This program creates prepared projects to analyze Illumina 450k array DNA methylation data by changing a bunch of config files without using extensive programming.
It will do the following for you:
- Create a project structure
- Create a set of R scripts that will be able run the whole pipeline, from reading the data to running statistical routines, using GNU Make
- Generate a report with QC plots and project statistics
Available pipeline steps are:
- Reading GenomeStudio output
- Filtering samples for consecutive analysis
- Filtering probes based on various criteria
- Background correction
- Color bias adjustment
- Quantile normalization
- Probe bias correction
- BMIQ
- Batch correction
- Statistical analysis (linear regression or Mann-Whitney-Wilcoxon test)

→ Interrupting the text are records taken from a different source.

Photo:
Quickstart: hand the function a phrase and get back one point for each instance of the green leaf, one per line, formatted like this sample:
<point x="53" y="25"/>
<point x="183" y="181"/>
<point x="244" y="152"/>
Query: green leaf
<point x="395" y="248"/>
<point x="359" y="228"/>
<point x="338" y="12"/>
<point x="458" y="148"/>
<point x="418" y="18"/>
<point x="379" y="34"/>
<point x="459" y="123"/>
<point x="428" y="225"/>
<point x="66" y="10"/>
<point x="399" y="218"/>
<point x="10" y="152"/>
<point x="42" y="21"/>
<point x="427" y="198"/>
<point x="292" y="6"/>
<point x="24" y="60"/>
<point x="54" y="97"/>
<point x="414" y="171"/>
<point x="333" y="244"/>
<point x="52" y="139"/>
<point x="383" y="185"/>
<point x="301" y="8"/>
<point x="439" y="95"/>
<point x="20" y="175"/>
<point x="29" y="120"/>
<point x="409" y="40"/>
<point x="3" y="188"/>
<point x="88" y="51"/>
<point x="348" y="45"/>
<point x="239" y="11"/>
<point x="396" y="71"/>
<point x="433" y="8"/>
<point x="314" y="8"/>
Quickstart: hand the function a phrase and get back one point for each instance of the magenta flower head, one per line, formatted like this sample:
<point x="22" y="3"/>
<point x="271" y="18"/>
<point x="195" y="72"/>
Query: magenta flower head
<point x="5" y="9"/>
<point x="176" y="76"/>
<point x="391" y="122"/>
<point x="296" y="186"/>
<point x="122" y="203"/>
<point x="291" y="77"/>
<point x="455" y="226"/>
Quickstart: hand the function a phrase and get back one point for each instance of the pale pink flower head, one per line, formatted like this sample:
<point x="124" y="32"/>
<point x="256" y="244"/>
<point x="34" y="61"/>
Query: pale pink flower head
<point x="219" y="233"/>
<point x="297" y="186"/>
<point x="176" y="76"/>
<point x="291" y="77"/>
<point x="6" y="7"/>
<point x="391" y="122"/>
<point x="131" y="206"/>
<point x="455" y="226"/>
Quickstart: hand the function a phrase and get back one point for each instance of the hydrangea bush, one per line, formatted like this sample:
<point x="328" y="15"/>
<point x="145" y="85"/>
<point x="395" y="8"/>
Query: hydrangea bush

For more info, please read this guide (here will be the guide).
python3 (Works with python3 only) PyYaml
git clone https://github.com/petr-volkov/easy-450k
-
Create a new project
python3 ${path_to_cloned_repo}/easy-450k.py project_name
-
Edit configuration files
-
Copy or link your GenomeStudio output file to RawData/input_file.txt
-
Run 'make' in the project dir.
Includes a list of samples, line by line, to be included in the analysis.
Allows to define criteria to filter probes from the analysis.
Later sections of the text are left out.